'Response to Shareholder Activism and Issues in Institutional Investors' Voting Rights Exercise'
[Asia Economy Reporter Dongwoo Lee] As the revised Enforcement Decree of the Capital Markets Act, including the relaxation of the 5% rule, came into effect this month, concerns are rising that hedge funds could attack companies through short-term performance-focused shareholder activism. Accordingly, there are calls for institutional improvements such as strengthening the large shareholder reporting system.
The 5% rule refers to the large shareholder reporting system, which requires disclosure within five days when holding 5% or more of a listed company's shares or when there is a change of 1% or more in shareholding thereafter.
On the 11th, the Korea Economic Research Institute (KERI) under the Federation of Korean Industries commissioned Professor Emeritus Choi Junsun of Sungkyunkwan University School of Law to conduct a research report titled "Responses to Shareholder Activism and Issues in Institutional Investors' Exercise of Voting Rights." The report argued that the large shareholder reporting threshold should be lowered to 3%, and the disclosure obligation for institutional investors should be strengthened to require reporting within one day.
KERI pointed out that while hedge fund activism can reduce agency costs between shareholders and management and potentially enhance shareholder value, it can also harm corporate sustainability and the interests of ordinary shareholders due to short-term performance focus.
KERI explained that hedge funds are targeting not unethical or legally problematic companies but rather high-quality companies with good profitability but relatively low dividend payout ratios and high cash holdings compared to the industry.
KERI ultimately judged that hedge funds' short-term performance focus damages companies' future sustainability and leads to reduced investment and employment. A representative example is DuPont, which, after hedge fund attacks, sharply cut research and development (R&D) investments and closed technology research centers to boost short-term stock prices through cost reductions, resulting in the loss of thousands of jobs.
There are also cases of artificial corporate restructuring. The activist fund Jana Partners pressured the management of Whole Foods in the U.S. to raise stock prices and subsequently sold the company to Amazon. Management replacements due to hedge fund demands have also occurred at GE, Ford Motor Company, US Steel, AIG, and Yahoo.

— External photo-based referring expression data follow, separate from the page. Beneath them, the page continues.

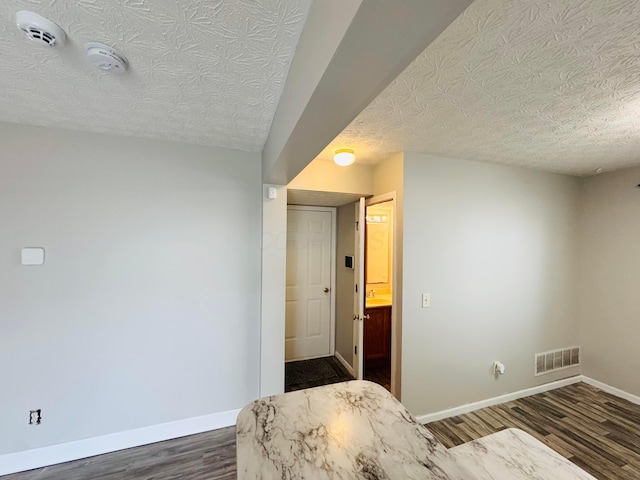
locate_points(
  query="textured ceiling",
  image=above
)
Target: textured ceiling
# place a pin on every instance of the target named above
(552, 85)
(321, 199)
(202, 71)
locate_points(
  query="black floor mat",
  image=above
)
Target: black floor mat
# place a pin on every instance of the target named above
(313, 373)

The report highlighted that the main stage of hedge fund activities is shifting to Asian markets, including Korea. According to JP Morgan, cases of management interventions in Asian companies increased more than tenfold from 2011 to 2018, exceeding twice the global average.
Professor Choi explained, "In Korea, among the 55 listed companies of the four major groups including Samsung Electronics, Hyundai Motor, and SK Hynix, 19 (35%) have higher foreign ownership than major shareholders, making them vulnerable to hedge funds. Since there are no defensive measures like dual-class shares or poison pills, companies defend management rights through treasury stock purchases."
A poison pill is a corporate defense mechanism that grants existing shareholders the right to purchase shares at a price much lower than market value in the event of hostile takeovers or management control infringement attempts.
Professor Choi claimed that including indirect treasury stock purchases through treasury stock trusts, companies spent 8.1 trillion KRW in 2017 and 3.6 trillion KRW in the first half of 2018 to buy back their own shares.
Professor Choi also noted that the recent increase in corporate dividends is not unrelated to the heightened external threats to management rights. He said, "Increasing dividend levels may be desirable in promoting stable long-term stock investments," but expressed concern that "in a situation where sluggish domestic demand and stagnant corporate facility investments are cited as main causes of delayed domestic economic recovery, treasury stock purchases and dividend expansions could undermine companies' long-term growth potential."
As a way to balance hedge funds' freedom of activity and the resulting side effects, Professor Choi advocated for "prohibiting coordinated voting" and "strengthening disclosure obligations."
Recently, hedge funds' attack tactics are called "wolf pack tactics" or "wolf pack activism." This refers to multiple hedge funds holding shares below the reporting threshold (10% in the U.S., 5% in Korea) to evade disclosure obligations and then suddenly attacking the target company together.
The report revealed that due to such wolf pack strategies, 343 U.S.-listed companies were attacked in 2015 alone, and 113 companies in the first half of 2016. Attacks in the Asian region increased tenfold in just seven years.
To prevent this, the report proposed prohibiting coordinated voting, changing the large shareholder reporting system to a 3% rule with reporting within one day, and strengthening disclosure obligations by stripping voting rights in case of violations. It also urged the introduction of corporate defense mechanisms such as dual-class shares and poison pills.
Professor Choi said, "The recent revisions to the Enforcement Decree of the Capital Markets Act and the Enforcement Decree of the National Pension Act were intended to facilitate shareholder rights exercises by the National Pension Service," but added, "The revised decrees have issues of violating higher laws, so legislative improvements are urgently needed."